As a monitor advocate with the Bureau of Workforce Programs in the Michigan Department of Labor & Economic Growth, it’s Olivarez’s job to help growers and farm workers meet each other’s needs. One of his most effective tools is the Agricultural Recruitment System, but there are growers out there who don’t know about it, he said. The system hasn’t been well publicized, but the labor department is making efforts to change that.
The Agricultural Recruitment System is a federal program overseen by the U.S. Department of Labor and managed by the states. In Michigan, it’s a one-stop employment service for migrant workers and a way for growers to find local help. If local workers aren’t available, the system looks for them in other states – usually Texas, Florida or the Carolinas. If workers still can’t be found, the next step is the federal H-2A program, which finds laborers from foreign countries. Growers have to prove they’ve exhausted the recruitment of local workers before they can move on to H-2A workers, Olivarez said.
Last year, more than 4,900 farm workers applied for jobs through Michigan’s recruitment system, compared to 224 H-2A workers. There are more than 100 employment centers spread throughout the state. The centers also offer unemployment, job training and education programs, he said.

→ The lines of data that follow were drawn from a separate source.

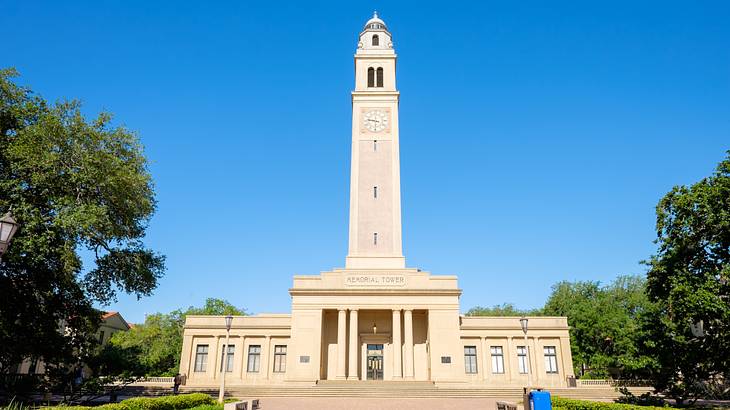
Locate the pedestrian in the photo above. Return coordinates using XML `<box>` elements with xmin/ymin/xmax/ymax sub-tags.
<box><xmin>172</xmin><ymin>373</ymin><xmax>182</xmax><ymax>394</ymax></box>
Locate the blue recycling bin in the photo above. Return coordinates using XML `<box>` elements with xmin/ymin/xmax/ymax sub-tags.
<box><xmin>530</xmin><ymin>390</ymin><xmax>553</xmax><ymax>410</ymax></box>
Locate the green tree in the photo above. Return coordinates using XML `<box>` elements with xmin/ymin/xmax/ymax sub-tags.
<box><xmin>466</xmin><ymin>303</ymin><xmax>542</xmax><ymax>316</ymax></box>
<box><xmin>107</xmin><ymin>298</ymin><xmax>246</xmax><ymax>376</ymax></box>
<box><xmin>544</xmin><ymin>276</ymin><xmax>652</xmax><ymax>378</ymax></box>
<box><xmin>644</xmin><ymin>151</ymin><xmax>730</xmax><ymax>401</ymax></box>
<box><xmin>0</xmin><ymin>69</ymin><xmax>164</xmax><ymax>384</ymax></box>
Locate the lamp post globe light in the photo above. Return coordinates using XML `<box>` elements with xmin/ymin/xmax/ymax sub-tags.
<box><xmin>0</xmin><ymin>212</ymin><xmax>20</xmax><ymax>259</ymax></box>
<box><xmin>520</xmin><ymin>316</ymin><xmax>532</xmax><ymax>391</ymax></box>
<box><xmin>218</xmin><ymin>315</ymin><xmax>233</xmax><ymax>403</ymax></box>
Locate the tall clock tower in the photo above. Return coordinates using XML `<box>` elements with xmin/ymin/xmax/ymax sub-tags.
<box><xmin>345</xmin><ymin>13</ymin><xmax>405</xmax><ymax>269</ymax></box>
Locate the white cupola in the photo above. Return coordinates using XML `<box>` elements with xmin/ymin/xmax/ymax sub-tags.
<box><xmin>357</xmin><ymin>11</ymin><xmax>393</xmax><ymax>51</ymax></box>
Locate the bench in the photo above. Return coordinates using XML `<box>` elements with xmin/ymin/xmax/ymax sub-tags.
<box><xmin>497</xmin><ymin>401</ymin><xmax>517</xmax><ymax>410</ymax></box>
<box><xmin>223</xmin><ymin>399</ymin><xmax>260</xmax><ymax>410</ymax></box>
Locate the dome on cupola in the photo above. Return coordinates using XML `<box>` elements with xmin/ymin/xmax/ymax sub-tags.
<box><xmin>365</xmin><ymin>11</ymin><xmax>388</xmax><ymax>30</ymax></box>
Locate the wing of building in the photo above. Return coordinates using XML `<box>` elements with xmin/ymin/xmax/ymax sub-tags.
<box><xmin>180</xmin><ymin>11</ymin><xmax>573</xmax><ymax>387</ymax></box>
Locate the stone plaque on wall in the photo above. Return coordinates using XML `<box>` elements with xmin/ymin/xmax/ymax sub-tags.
<box><xmin>345</xmin><ymin>274</ymin><xmax>406</xmax><ymax>287</ymax></box>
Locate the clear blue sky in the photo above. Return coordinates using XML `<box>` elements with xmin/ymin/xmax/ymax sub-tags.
<box><xmin>0</xmin><ymin>0</ymin><xmax>730</xmax><ymax>322</ymax></box>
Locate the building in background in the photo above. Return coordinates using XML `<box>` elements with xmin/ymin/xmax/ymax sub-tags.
<box><xmin>180</xmin><ymin>11</ymin><xmax>573</xmax><ymax>387</ymax></box>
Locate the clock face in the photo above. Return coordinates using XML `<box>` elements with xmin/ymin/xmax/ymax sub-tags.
<box><xmin>362</xmin><ymin>110</ymin><xmax>388</xmax><ymax>132</ymax></box>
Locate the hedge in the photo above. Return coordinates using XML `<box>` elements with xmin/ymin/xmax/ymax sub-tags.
<box><xmin>552</xmin><ymin>397</ymin><xmax>670</xmax><ymax>410</ymax></box>
<box><xmin>56</xmin><ymin>393</ymin><xmax>216</xmax><ymax>410</ymax></box>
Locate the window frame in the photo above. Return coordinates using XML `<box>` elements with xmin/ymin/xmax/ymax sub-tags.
<box><xmin>517</xmin><ymin>346</ymin><xmax>530</xmax><ymax>374</ymax></box>
<box><xmin>464</xmin><ymin>346</ymin><xmax>479</xmax><ymax>374</ymax></box>
<box><xmin>246</xmin><ymin>345</ymin><xmax>261</xmax><ymax>373</ymax></box>
<box><xmin>272</xmin><ymin>345</ymin><xmax>287</xmax><ymax>373</ymax></box>
<box><xmin>542</xmin><ymin>346</ymin><xmax>559</xmax><ymax>374</ymax></box>
<box><xmin>218</xmin><ymin>344</ymin><xmax>236</xmax><ymax>373</ymax></box>
<box><xmin>193</xmin><ymin>343</ymin><xmax>210</xmax><ymax>373</ymax></box>
<box><xmin>489</xmin><ymin>346</ymin><xmax>504</xmax><ymax>374</ymax></box>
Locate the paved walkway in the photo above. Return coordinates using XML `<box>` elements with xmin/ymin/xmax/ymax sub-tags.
<box><xmin>255</xmin><ymin>397</ymin><xmax>496</xmax><ymax>410</ymax></box>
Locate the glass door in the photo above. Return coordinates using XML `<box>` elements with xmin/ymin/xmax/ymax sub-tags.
<box><xmin>367</xmin><ymin>344</ymin><xmax>383</xmax><ymax>380</ymax></box>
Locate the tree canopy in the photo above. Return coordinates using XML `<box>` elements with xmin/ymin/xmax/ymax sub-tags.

The recruitment system could use more money for marketing and promotional trips, but a tight state budget makes that difficult. Other tools are being used, however, like an English/Spanish Web site – www.michaglabor.org – that informs workers and growers about labor opportunities. There’s an area on the site where growers can create profiles about their farms and specify their labor needs. Migrant workers across the country can read the profiles. It’s basically free advertising for the growers, Olivarez said.
The state is doing more to promote the recruitment system this year, since growers, processors and nurseries are struggling to find workers, said Kevin Benson, an agricultural employment specialist with Michigan’s labor department. It’s challenging at times to find agricultural workers, but for the most part the program is successful, he said.
Benson, who matches workers and employers in the Traverse City area, described the typical recruitment process: A grower looking for workers calls Benson or another specialist and tells him what he needs. The specialist starts by opening a local job order online. If no one is available locally, the search extends outside the state – usually in Texas. If workers aren’t found outside the state, growers have to resort to the H-2A program.
If you’re bringing in workers from outside your state, you must provide them with licensed housing and must pay them the prevailing wage in your area, Benson said.
Benson and other specialists get basic information from workers like their names, addresses, dates of birth and Social Security Numbers, but it’s not their job to verify a worker’s legality, he said.
Neither the state nor federal departments of labor are responsible for making sure workers are legally documented. That’s the responsibility of the homeland security and immigration departments, Olivarez said.